A quiz funnel is a short, interactive sequence — a handful of questions, an email gate, and a personalised result — that turns cold traffic into segmented leads. Done well, it converts 2–4× better than a static lead form. The hard part was never the concept; it was the build. This guide walks through the whole thing end to end, the way it actually works in 2026.
What you'll have by the end: a published quiz funnel with branded result pages, a trackable Bitly short link, and every lead flowing automatically into Google Sheets and your email tool.
Step 1 — Start from a template, not a blank canvas
The single biggest reason quiz funnels never ship is the blank canvas. Don't start there. Open the Templates tab and pick the one closest to your use case — GetFunnelAI ships with ready-made funnels like SaaS Free Trial Qualifier, Product Finder Quiz, Webinar Sign-Up, Consulting Needs Assessment, and a handful of others.
Each template comes with questions, answer options, scoring logic, and result pages already wired up. Click a template, give your funnel a name, and you land directly in the editor with a working funnel. You're now editing, not inventing.
Step 2 — Make the questions yours
Keep it to 3–7 questions. That's enough to build investment without causing drop-off. Rewrite the template's questions to match your audience's language, and make sure each answer maps to a segment you actually care about — pain point, budget, experience level, or buying intent.
- Lead with the promise — name the result on the first screen ("Find out which plan fits your team").
- One idea per question — compound questions kill completion rates.
- Map answers to segments — every option should push the user toward a result page.
Step 3 — Place the email gate before the result
The email gate belongs just before the result reveal, when motivation peaks. By then the visitor has answered several questions and wants their outcome — asking for an email feels like a fair trade, not a tollbooth. Resist the urge to gate earlier; you'll trade conversion for a marginally bigger list of lower-intent emails.
Step 4 — Write result pages that feel earned
Each segment should land on its own result page. "Based on your answers, you're a…" beats a generic thank-you screen every time. The result is also your best conversion moment: pair the personalised insight with a single clear next step — book a call, start a trial, download the relevant resource.
Step 5 — Connect your integrations
A funnel that doesn't move leads anywhere is just a quiz. Open Integrations and wire up the three that matter most:
Google Sheets — your live lead log
Connect your Google account, then create a sheet for the funnel. Every submission — email plus all quiz answers — appends to the sheet in real time. It's the simplest way to watch leads land, hand a list to a teammate, or feed a downstream automation without writing any code.

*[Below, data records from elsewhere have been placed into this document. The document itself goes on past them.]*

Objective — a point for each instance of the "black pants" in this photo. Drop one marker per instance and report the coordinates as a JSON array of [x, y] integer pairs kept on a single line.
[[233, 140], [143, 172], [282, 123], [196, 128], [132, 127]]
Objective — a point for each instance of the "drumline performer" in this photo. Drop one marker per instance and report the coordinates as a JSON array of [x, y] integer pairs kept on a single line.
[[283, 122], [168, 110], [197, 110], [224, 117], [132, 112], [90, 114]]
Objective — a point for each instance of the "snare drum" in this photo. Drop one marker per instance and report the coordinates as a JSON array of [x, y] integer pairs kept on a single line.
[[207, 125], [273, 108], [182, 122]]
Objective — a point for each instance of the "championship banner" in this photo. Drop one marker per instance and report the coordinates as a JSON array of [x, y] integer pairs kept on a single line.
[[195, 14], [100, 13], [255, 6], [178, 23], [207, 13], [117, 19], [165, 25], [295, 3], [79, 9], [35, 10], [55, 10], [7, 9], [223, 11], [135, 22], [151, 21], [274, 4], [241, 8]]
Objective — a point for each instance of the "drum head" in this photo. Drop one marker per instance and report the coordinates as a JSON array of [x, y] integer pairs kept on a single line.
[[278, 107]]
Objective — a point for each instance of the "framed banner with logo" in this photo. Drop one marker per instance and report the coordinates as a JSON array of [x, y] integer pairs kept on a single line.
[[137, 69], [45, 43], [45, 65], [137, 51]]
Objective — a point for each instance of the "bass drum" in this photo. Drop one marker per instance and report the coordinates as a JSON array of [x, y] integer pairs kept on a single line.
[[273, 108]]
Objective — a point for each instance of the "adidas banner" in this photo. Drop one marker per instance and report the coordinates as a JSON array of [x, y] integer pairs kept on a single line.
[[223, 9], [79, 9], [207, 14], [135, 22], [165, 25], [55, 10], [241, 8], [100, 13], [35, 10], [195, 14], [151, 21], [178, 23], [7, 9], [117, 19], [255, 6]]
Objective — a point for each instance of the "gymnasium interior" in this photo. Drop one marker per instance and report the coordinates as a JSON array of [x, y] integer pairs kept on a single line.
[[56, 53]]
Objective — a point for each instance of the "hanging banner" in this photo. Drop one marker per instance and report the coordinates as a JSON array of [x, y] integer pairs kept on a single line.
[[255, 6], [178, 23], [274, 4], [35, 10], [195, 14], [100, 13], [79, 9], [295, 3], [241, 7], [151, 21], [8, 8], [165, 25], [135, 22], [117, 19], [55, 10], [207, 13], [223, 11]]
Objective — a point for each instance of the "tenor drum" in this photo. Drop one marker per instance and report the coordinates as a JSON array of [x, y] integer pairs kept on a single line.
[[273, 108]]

Webhooks — push to your email platform
Add a webhook to forward each segmented lead to your email tool, CRM, or an automation platform like Zapier or Make. Because every answer travels with the email, your sequences can be personalised from the very first send.
Bitly — a trackable, shareable link
Connect Bitly and generate a bit.ly short link for the funnel in one click. Use it in ad
campaigns, email signatures, link-in-bio, and QR codes — and read click data straight from your Bitly
dashboard. We cover this in depth in
the Bitly short-links guide.
Step 6 — Publish and put it on your own domain
Hit publish and your funnel is live on a shareable URL. On a paid plan you can map it to a custom domain so the whole experience stays on your brand — better for trust, better for ad quality scores, and better for the share link.

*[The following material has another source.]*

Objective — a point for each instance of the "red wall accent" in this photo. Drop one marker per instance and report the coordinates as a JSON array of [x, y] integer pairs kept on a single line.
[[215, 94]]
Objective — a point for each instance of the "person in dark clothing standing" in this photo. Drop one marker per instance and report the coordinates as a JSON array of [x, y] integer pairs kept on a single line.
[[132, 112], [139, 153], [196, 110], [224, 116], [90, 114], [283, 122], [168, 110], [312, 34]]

Step 7 — Measure, then iterate
Watch two numbers: completion rate (how many finishers vs. starters) and opt-in rate (how many leave an email). If completion is low, your questions are too many or too heavy. If opt-in is low, your gate is mistimed or your result promise is weak. Because building from a template takes minutes, you can ship a variant the same afternoon — and the winning funnel is almost always the tenth one you tested, not the first one you built.
Common mistakes to avoid
- Too many questions — past 7, drop-off climbs fast.

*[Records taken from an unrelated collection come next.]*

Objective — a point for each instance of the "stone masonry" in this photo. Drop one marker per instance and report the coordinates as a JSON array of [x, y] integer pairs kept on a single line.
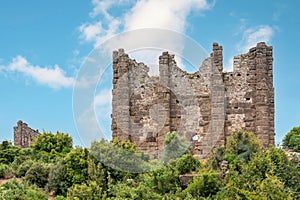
[[24, 135], [204, 106]]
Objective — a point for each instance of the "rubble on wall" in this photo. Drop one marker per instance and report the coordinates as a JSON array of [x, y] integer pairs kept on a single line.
[[204, 106]]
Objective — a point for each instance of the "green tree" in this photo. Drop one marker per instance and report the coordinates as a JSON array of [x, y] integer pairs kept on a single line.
[[187, 163], [8, 152], [76, 163], [292, 139], [58, 180], [206, 185], [174, 147]]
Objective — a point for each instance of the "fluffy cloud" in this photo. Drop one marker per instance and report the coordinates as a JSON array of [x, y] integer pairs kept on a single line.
[[254, 35], [164, 14], [53, 77]]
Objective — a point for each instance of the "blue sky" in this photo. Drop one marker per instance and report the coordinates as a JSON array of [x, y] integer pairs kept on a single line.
[[43, 44]]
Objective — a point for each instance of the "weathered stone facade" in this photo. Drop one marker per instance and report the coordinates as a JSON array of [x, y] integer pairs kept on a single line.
[[23, 135], [204, 106]]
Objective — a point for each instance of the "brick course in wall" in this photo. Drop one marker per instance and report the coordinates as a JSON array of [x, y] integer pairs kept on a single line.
[[205, 106]]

- Gating too early — asking for the email before any value is delivered.
- One generic result — defeats the entire point of segmentation.
- No tracking link — you can't optimise traffic you can't measure. Use a Bitly link per channel.
- Leads stuck in the tool — connect Sheets and a webhook before you drive traffic, not after.
That's the whole workflow. Pick a template, make it yours, gate the result, wire up your integrations, publish to your domain, and iterate. You can have the first version live before your coffee gets cold.